Pelajar Se-Indonesia Ditantang Tulis Puisi 100 Tahun Jam Gadang, Ini Syaratnya
BUKITTINGGI, iNEWSPadang.ID — Pemerintah Kota (Pemkot) Bukittinggi, Sumatera Barat, menggelar lomba cipta puisi tingkat nasional dalam rangka memperingati 100 tahun Jam Gadang pada 2026. Kegiatan ini terbuka bagi pelajar SD, SMP, hingga SMA sederajat dari seluruh Indonesia, sebagai upaya mengangkat nilai sejarah, budaya, dan identitas daerah melalui karya sastra.
Lomba yang berlangsung sejak April hingga Juni 2026 ini mengusung tema 100 tahun Jam Gadang. Monumen ikonik tersebut dinilai bukan sekadar penunjuk waktu, namun juga sekaligus saksi perjalanan sejarah dan kebudayaan Minangkabau yang telah melewati satu abad.
“Jam Gadang adalah detak jantung Kota Bukittinggi. Melalui lomba ini, kami ingin generasi muda merefleksikan nilai sejarah dan budaya dalam karya kreatif,” demikian disampaikan panitia dalam keterangan resmi pada akun Instagram @jamgadang100thn_official, Kamis (16/4/2026).
Peserta diminta mengirimkan satu karya puisi orisinal yang belum pernah dipublikasikan maupun diikutsertakan dalam lomba lain. Karya ditulis maksimal 18 baris menggunakan format yang telah ditentukan dan dikirim dalam bentuk file PDF melalui email panitia.
Pendaftaran dan pengiriman karya dibuka sejak 16 April hingga 1 Juni 2026. Seluruh peserta juga diwajibkan mengunggah karya di akun Instagram pribadi dengan mengikuti ketentuan yang telah ditetapkan panitia, termasuk penggunaan template resmi dan penandaan akun terkait.
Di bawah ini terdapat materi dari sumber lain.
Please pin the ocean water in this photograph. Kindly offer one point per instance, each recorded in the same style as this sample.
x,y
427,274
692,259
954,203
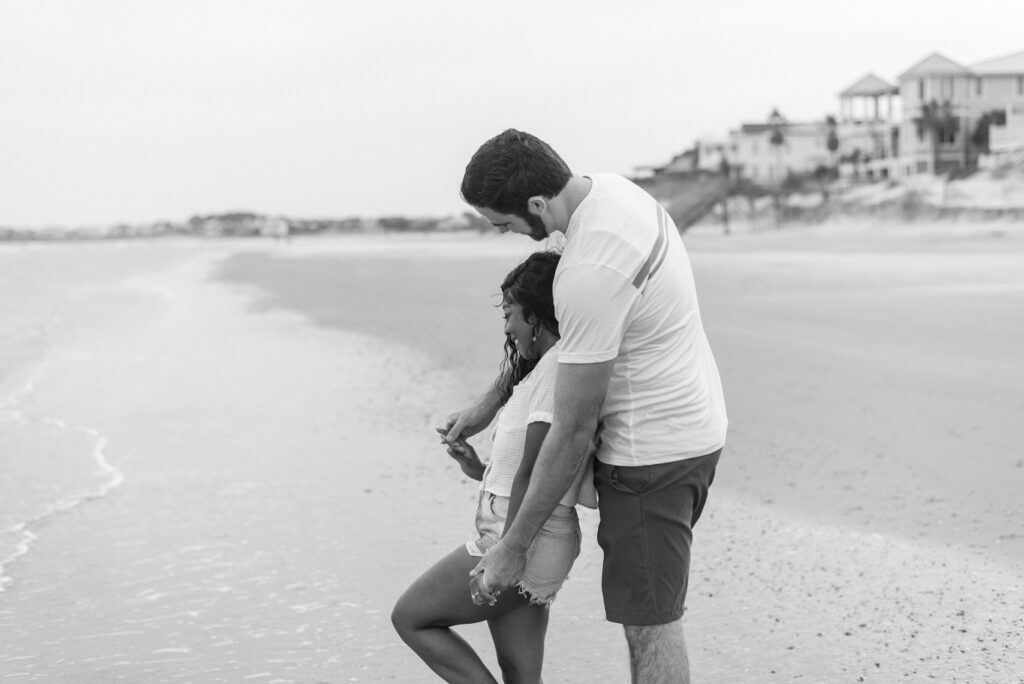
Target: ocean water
x,y
64,309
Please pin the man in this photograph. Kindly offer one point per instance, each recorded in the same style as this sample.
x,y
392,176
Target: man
x,y
635,369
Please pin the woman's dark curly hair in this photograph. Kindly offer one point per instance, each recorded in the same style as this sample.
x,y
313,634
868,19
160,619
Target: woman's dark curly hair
x,y
528,285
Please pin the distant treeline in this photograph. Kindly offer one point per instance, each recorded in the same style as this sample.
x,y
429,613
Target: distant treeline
x,y
249,224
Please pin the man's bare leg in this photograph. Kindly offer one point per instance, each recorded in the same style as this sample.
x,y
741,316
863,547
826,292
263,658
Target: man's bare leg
x,y
657,653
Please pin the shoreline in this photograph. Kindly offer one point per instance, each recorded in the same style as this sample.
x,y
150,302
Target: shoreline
x,y
283,483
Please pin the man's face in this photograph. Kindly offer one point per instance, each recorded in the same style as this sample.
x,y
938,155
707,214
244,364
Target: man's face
x,y
531,225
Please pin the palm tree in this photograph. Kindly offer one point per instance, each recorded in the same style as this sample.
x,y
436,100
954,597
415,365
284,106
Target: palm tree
x,y
776,122
938,120
833,140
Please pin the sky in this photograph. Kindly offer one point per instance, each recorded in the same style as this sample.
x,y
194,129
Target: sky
x,y
137,111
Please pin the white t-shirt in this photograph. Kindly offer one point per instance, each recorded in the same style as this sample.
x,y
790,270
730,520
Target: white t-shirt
x,y
625,291
532,400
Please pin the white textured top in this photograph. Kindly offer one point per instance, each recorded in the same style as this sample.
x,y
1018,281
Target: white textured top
x,y
625,291
532,400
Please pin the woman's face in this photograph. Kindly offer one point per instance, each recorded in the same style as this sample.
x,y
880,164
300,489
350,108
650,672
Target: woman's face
x,y
517,329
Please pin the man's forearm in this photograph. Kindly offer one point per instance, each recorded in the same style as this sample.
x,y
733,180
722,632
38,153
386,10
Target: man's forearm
x,y
557,465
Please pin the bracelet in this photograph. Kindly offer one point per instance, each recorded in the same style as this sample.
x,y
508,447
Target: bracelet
x,y
507,548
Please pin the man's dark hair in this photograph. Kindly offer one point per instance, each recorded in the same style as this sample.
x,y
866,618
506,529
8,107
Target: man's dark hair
x,y
509,169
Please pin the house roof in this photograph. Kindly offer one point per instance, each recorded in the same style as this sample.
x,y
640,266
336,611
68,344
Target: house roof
x,y
869,85
812,128
935,65
1010,63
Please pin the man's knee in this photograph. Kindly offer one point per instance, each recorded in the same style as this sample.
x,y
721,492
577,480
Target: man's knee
x,y
643,638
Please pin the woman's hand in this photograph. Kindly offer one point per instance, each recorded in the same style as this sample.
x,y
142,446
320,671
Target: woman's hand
x,y
469,421
464,455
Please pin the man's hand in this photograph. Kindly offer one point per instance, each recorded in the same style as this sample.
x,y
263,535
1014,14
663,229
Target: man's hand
x,y
499,569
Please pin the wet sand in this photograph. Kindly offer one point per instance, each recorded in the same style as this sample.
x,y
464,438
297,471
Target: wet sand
x,y
271,417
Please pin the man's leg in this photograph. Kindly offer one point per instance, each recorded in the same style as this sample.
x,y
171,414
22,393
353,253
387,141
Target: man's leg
x,y
657,653
647,514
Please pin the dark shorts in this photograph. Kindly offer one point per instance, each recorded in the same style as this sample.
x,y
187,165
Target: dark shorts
x,y
647,518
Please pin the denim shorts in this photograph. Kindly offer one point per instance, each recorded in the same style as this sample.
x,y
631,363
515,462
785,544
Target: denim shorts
x,y
550,557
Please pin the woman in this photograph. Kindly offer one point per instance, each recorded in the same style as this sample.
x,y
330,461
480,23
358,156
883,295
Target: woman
x,y
441,598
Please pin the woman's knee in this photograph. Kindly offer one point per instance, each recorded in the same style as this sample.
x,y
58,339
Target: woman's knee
x,y
403,615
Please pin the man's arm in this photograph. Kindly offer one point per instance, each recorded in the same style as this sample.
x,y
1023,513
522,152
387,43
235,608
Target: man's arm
x,y
580,392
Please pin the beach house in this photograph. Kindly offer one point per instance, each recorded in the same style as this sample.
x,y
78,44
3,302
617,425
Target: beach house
x,y
801,148
867,129
942,117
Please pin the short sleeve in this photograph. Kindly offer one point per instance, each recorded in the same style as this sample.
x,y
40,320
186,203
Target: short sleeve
x,y
542,394
594,305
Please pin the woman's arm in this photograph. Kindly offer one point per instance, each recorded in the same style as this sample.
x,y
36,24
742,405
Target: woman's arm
x,y
469,421
536,432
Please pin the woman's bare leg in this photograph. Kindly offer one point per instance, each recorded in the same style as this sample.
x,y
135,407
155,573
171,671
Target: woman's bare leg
x,y
438,600
518,639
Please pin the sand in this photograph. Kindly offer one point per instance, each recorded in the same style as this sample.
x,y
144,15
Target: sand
x,y
265,410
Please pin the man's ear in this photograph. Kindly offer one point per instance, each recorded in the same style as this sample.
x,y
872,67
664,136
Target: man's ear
x,y
537,205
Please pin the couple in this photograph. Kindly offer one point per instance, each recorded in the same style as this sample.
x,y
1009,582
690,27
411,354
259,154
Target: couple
x,y
626,350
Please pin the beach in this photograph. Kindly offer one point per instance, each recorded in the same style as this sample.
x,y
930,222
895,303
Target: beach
x,y
219,464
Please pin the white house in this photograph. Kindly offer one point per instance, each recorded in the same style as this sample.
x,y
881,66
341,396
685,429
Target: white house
x,y
867,128
803,150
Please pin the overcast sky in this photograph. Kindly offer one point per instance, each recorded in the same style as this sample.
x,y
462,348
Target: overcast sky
x,y
140,111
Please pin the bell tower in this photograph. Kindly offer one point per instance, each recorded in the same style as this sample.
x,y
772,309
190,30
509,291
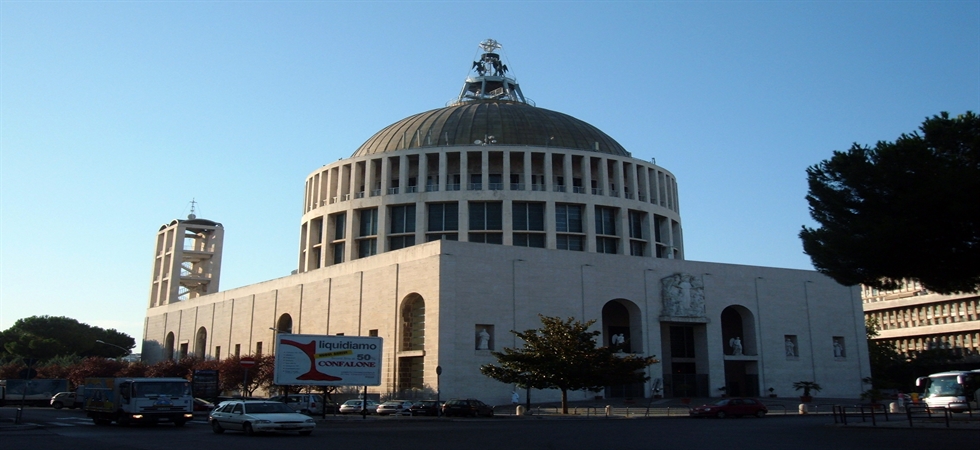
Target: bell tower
x,y
186,261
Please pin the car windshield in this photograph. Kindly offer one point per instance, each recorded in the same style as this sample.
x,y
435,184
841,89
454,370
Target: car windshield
x,y
266,408
944,387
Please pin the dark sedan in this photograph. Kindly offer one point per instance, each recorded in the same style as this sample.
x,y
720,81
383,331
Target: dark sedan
x,y
466,407
735,407
426,408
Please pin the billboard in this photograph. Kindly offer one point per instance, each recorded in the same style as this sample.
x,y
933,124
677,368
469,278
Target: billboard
x,y
308,359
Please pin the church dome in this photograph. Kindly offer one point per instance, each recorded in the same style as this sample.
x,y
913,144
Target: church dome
x,y
490,122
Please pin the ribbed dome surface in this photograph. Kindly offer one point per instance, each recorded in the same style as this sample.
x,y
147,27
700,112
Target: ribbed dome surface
x,y
509,123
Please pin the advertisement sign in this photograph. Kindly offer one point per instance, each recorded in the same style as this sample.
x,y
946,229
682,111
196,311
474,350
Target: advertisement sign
x,y
307,359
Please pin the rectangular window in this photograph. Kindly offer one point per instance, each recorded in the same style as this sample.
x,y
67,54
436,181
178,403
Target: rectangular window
x,y
485,216
398,242
340,226
792,346
367,247
529,240
839,347
403,219
682,342
568,218
369,222
443,217
637,248
487,238
636,224
570,242
528,216
605,220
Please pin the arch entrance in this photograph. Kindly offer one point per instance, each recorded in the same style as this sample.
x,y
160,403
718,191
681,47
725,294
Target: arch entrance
x,y
738,332
411,343
622,331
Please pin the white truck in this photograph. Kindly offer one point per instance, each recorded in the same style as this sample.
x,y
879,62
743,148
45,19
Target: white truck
x,y
138,400
957,391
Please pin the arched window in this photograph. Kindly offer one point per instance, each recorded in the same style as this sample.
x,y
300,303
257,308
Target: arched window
x,y
413,323
201,343
284,324
168,347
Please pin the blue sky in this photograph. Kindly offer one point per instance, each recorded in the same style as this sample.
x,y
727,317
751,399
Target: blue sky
x,y
114,115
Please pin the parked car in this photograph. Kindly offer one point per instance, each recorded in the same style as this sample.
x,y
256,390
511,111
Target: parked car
x,y
354,407
304,403
256,416
466,407
731,407
396,407
63,399
202,405
426,408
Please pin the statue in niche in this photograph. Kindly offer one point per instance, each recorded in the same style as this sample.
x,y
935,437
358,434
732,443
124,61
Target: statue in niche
x,y
736,344
484,340
683,296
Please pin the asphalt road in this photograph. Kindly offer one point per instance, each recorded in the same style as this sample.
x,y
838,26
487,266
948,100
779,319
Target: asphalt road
x,y
70,429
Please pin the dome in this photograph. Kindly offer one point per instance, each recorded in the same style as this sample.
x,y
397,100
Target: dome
x,y
492,122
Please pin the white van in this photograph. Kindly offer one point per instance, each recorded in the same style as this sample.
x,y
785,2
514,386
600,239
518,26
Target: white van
x,y
957,390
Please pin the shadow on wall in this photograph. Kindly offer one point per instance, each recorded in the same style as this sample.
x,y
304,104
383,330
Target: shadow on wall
x,y
152,352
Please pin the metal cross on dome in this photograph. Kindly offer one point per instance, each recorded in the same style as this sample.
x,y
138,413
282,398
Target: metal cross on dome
x,y
490,45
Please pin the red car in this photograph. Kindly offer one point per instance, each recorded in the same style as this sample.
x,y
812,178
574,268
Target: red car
x,y
736,407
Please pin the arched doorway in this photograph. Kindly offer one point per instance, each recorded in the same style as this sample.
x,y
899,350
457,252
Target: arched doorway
x,y
201,342
741,350
168,346
284,324
411,346
622,332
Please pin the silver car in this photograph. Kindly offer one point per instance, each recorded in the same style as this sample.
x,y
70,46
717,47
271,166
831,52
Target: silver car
x,y
256,416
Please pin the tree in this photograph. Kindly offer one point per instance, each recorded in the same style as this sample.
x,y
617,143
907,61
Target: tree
x,y
232,374
45,337
882,355
563,355
907,209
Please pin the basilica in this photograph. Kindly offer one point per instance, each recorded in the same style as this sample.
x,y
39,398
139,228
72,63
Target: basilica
x,y
449,228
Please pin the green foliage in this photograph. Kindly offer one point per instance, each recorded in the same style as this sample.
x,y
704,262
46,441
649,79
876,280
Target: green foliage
x,y
563,355
882,355
46,337
232,375
907,209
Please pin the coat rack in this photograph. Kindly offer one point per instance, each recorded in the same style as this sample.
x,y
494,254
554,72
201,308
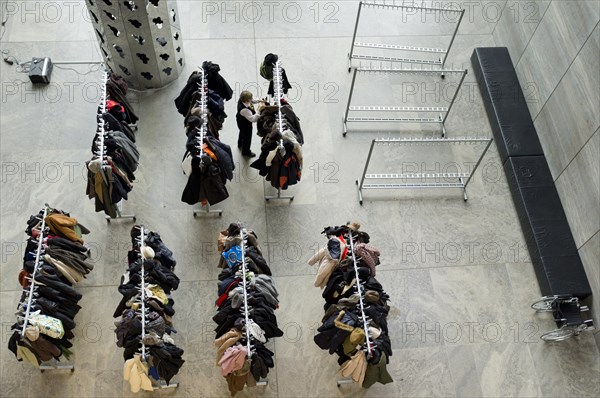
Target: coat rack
x,y
442,112
201,134
392,6
156,384
281,124
54,364
102,150
247,308
368,345
460,177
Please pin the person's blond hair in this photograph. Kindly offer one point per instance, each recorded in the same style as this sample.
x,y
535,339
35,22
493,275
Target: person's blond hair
x,y
245,96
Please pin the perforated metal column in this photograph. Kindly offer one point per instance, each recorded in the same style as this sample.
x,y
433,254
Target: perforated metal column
x,y
139,39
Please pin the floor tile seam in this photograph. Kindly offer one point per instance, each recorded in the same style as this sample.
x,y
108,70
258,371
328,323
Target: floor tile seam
x,y
7,43
501,13
324,37
535,369
565,73
578,152
589,239
533,34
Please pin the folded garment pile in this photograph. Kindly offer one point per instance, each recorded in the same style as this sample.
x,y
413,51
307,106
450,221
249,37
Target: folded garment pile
x,y
144,326
245,310
355,322
55,260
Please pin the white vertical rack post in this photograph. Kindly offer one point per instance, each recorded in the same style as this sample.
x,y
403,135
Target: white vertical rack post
x,y
281,124
441,111
156,384
54,364
247,308
102,150
143,291
460,177
361,305
442,53
201,134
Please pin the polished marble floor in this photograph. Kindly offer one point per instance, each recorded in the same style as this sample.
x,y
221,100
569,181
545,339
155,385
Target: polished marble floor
x,y
458,273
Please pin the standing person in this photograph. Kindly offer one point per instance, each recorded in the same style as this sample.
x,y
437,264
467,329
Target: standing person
x,y
245,116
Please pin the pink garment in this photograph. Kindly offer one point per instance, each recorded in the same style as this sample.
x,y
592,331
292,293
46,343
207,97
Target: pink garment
x,y
233,359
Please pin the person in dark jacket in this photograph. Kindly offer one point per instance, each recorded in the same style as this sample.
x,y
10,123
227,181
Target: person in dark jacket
x,y
246,115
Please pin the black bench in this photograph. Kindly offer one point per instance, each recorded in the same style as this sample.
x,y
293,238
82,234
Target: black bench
x,y
553,252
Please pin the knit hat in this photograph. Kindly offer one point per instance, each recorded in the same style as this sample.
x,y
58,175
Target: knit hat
x,y
374,332
354,339
371,296
32,333
147,252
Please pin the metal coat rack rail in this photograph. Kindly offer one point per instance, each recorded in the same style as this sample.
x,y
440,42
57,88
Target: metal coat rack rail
x,y
201,134
281,123
102,133
442,111
156,384
247,308
393,6
368,345
460,177
31,293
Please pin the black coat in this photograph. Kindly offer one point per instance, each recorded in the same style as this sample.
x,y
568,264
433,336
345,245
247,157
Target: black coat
x,y
215,81
204,184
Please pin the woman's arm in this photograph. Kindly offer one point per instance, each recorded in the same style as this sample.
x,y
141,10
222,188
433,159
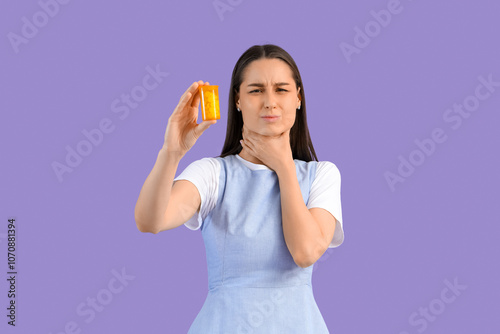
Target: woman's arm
x,y
163,205
160,205
308,232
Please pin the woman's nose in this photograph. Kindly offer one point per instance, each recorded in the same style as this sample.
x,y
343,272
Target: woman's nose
x,y
270,101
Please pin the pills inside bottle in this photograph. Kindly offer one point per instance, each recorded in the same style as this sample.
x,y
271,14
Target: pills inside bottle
x,y
209,96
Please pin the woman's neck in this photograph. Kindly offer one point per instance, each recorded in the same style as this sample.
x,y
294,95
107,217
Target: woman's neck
x,y
249,157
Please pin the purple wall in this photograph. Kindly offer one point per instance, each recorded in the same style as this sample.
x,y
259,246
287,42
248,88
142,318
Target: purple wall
x,y
404,97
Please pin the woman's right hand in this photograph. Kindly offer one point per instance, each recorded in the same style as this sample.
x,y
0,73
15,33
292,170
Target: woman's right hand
x,y
182,128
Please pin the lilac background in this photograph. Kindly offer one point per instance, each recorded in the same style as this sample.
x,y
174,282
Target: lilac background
x,y
400,246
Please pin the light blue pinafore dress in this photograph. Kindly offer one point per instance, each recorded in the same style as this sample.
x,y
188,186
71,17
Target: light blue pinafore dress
x,y
254,284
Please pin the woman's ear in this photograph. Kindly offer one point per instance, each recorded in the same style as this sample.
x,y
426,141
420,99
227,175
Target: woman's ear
x,y
237,99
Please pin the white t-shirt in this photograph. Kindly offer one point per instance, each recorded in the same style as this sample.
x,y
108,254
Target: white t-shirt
x,y
324,193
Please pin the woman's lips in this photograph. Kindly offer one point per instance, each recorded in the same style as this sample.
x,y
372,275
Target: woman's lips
x,y
270,118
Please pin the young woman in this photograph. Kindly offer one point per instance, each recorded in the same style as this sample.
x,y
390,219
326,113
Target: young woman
x,y
266,207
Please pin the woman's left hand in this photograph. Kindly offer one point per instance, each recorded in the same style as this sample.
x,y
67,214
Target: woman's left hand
x,y
274,152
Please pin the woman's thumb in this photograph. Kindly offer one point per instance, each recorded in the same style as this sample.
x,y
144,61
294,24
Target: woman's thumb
x,y
205,125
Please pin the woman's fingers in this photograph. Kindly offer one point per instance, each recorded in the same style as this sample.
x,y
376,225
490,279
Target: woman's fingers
x,y
196,97
187,96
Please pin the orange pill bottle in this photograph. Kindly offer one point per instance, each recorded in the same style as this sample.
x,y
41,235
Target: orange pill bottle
x,y
209,96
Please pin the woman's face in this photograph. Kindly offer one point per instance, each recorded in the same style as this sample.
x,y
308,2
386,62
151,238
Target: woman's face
x,y
268,97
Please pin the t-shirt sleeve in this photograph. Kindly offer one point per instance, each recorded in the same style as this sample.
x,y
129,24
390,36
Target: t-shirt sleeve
x,y
204,174
325,194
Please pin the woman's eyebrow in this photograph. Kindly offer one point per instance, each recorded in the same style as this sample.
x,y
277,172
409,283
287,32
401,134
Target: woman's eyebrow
x,y
262,85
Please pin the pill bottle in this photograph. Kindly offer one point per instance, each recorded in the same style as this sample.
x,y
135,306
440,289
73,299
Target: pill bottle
x,y
209,96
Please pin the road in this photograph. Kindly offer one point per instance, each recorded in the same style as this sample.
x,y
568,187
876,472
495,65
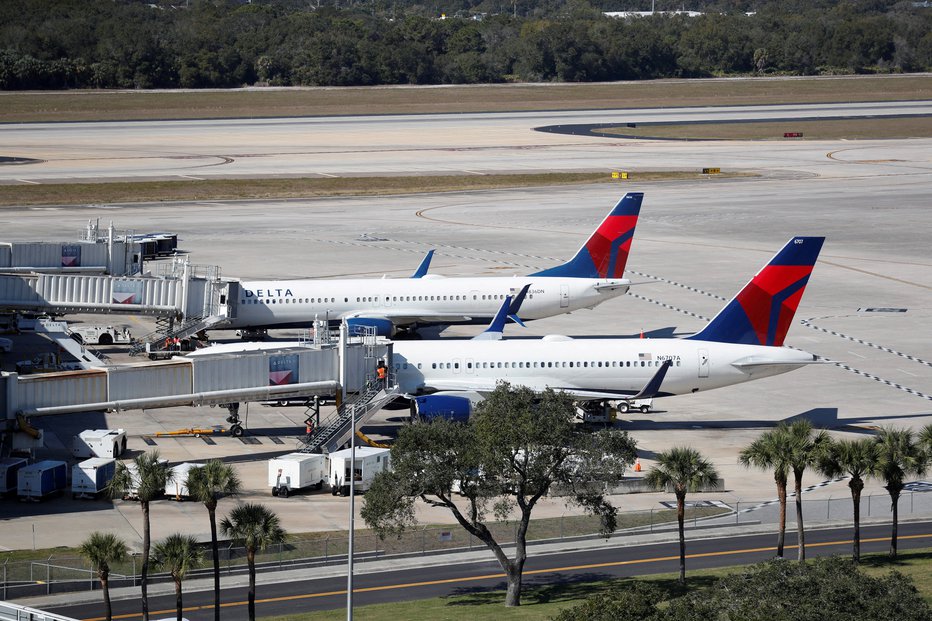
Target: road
x,y
290,597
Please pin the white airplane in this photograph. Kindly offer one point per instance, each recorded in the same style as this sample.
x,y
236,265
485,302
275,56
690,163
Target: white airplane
x,y
594,275
743,342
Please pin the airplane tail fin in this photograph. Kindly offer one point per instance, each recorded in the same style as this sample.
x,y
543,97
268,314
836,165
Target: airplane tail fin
x,y
605,253
763,310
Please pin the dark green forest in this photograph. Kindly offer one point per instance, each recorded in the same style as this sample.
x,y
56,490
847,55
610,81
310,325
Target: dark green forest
x,y
61,44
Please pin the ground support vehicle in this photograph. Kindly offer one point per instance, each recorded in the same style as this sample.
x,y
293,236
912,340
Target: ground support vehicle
x,y
369,462
41,480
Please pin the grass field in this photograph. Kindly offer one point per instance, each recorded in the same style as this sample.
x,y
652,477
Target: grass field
x,y
898,128
25,107
232,189
539,603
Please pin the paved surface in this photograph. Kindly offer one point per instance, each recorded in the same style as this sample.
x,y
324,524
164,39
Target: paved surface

Sebanyak 100 karya terbaik akan dipilih sebagai finalis dan mendapatkan sertifikat serta dibukukan dalam antologi puisi 100 tahun Jam Gadang. Penilaian dilakukan oleh dewan juri yang terdiri dari akademisi dan sastrawan nasional, yakni Dr. Sulaiman Juned, Jose Rizal Manua, dan Muhammad Subhan.
Pengumuman pemenang dijadwalkan pada 20 Juni 2026, bertepatan dengan rangkaian acara Jam Gadang Cultural Night. Karya puisi terbaik nantinya akan dibacakan pada malam puncak perayaan tersebut.
Panitia juga menyiapkan hadiah uang tunai dengan total jutaan rupiah untuk masing-masing jenjang pendidikan. Juara pertama tingkat SD akan memperoleh Rp3 juta, SMP Rp4 juta, dan SMA Rp5 juta, masing-masing disertai sertifikat penghargaan.
Melalui lomba ini, Pemerintah Kota Bukittinggi berharap kesadaran generasi muda terhadap pentingnya pelestarian budaya semakin meningkat, sekaligus membuka ruang ekspresi kreatif di bidang literasi.